Motivation of software professionals

  • Thread starter Thread starter Stefan Kiryazov
  • Start date Start date
Lew wrote :
The point of my example wasn't that Y2K should have been handled earlier, but
that the presence of the bug was not due to developer fault but management
decision, a point you ignored.

At the time (70's etc) hard drive space was VERY expensive. All sorts
of tricks were being used to save that one bit of storage. Remember
COBOL's packed decimal?

So the decision to drop the century from the date was not only based on
management but on hard economics.

Which, I will grant, is not a technical decision, though the solution
was...

And at the time Y2K was created it was not a bug. It was a money saving
feature. Probably worth many millions.
 
I am not an expert at law, so I cannot reason about justification or
necessity. However, I do recall quite a few "mishaps" and software
bugs that cost both money and lives.
Let's see: a) Mariner I, b) 1982, an F-117 crashed, can't recall if
the pilot made it, c) the NIST has estimated that software bugs cost
the US economy $59 billion annually, d) 1997, radar software
malfunction led to a Korean jet crash and 225 deaths, e) 1995, a
flight-management system presents conflicting information to the
pilots of an American Airlines jet, who got lost, crashed into a
mountain, leading to the deaths of 159 people, f) the crash of Mars
Polar Lander, etc. Common sense tells me that certain people bear
responsibility over those accidents.
http://catless.ncl.ac.uk/risks


How can anybody ignore this? Do more people have to die for us to
start educating software engineers about responsibility, liability,
consequences? Right now, CS students learn that an error in their
program is easily solved by adding carefully placed printf()'s or
running inside a debugger, and that the worst consequence if the TA
discovers a bug in their project solution is maybe 1/10 lesson
credits.

I was exposed to the same mentality, but it's totally ****ed up.



So what? We already know how to write more reliable software, it's
just that we don't care.
 
Leif said:
Not really. Remember, you can pack 256 years into a single 8 bit byte if
you want to, but in most cases of the Y2K problem people had stored a
resolution of 100 years into two bytes -- quite wasteful of space.

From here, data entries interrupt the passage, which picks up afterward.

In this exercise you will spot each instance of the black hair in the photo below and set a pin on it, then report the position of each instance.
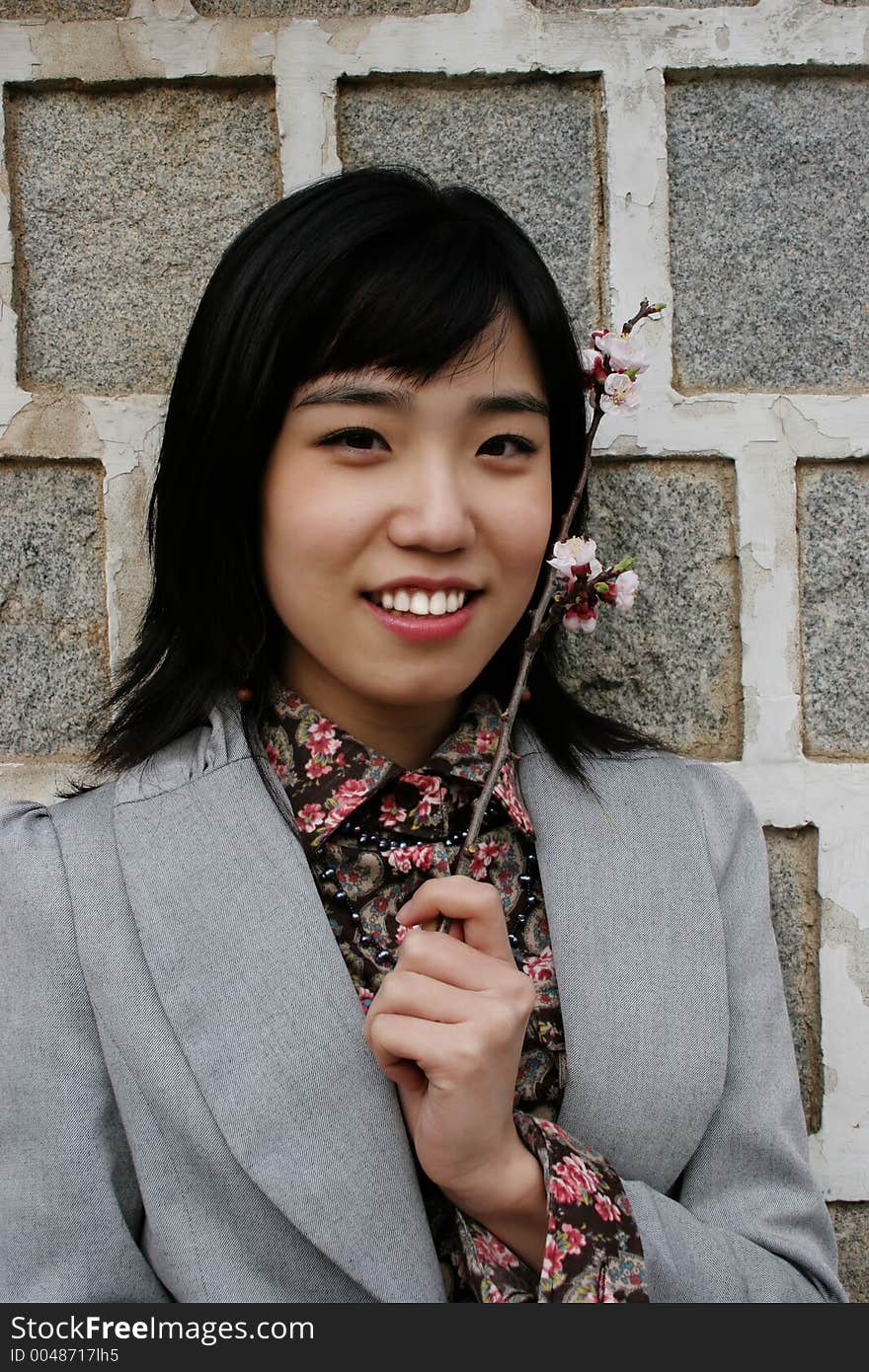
(375, 267)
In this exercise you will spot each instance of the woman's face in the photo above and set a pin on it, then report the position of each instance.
(442, 483)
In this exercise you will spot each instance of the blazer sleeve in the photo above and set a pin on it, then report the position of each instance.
(69, 1195)
(749, 1221)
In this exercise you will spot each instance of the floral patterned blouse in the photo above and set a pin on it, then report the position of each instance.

In some cases it came from a too tight adherence to the manual business
process that was modeled -- remember the paper forms with "19" pre-printed
and then two digits worth of space to fill out? Those got computerised
and the two-digit year tagged along.

In other cases it boiled down to "this is how we've always done it."

As to the first case, one large app I am familiar with is a J2EE
modernization of a legacy mainframe program. The business users, for
decades, have produced lots of paper, mostly for auditing reasons. All
the printed output has gone into folders. When the mainframe program was
written it included the folder concept, although the application
entirely did not need it. Even better, when the application was
modernized a few years ago, into J2EE, the developers at the time made
strong representations to business to leave the folder concept, and all
of its associated baggage, completely out. No such luck - it's still
there. The folder concept has to be maintained in the application,
maintained through transactions, all the book-keeping related to folders
is also duplicated in the application, and it's completely irrelevant to
proper functioning of the application. In fact it's completely
irrelevant period, but try selling that.

This kind of thing happens all the time, and it results from a failure
to identify and model the real business processes, as opposed to the
things that simply look like business processes. Back when they had
typewriters the folders made sense...like in the '60's.

AHS
 
Leif said:
Imagine the cook at a soup kitchen storing raw and fried
chicken in the same container.

Or imagine a company giving out away a free game as a marketing
stunt and the game turns out to have been infected with a virus
that formats the users' hard-drives.

Or imagine the author of an open-source product not paying
sufficent attention and accepting a patch from a third party
which turns out to have included a backdoor, providing full
access to any system where the program is running.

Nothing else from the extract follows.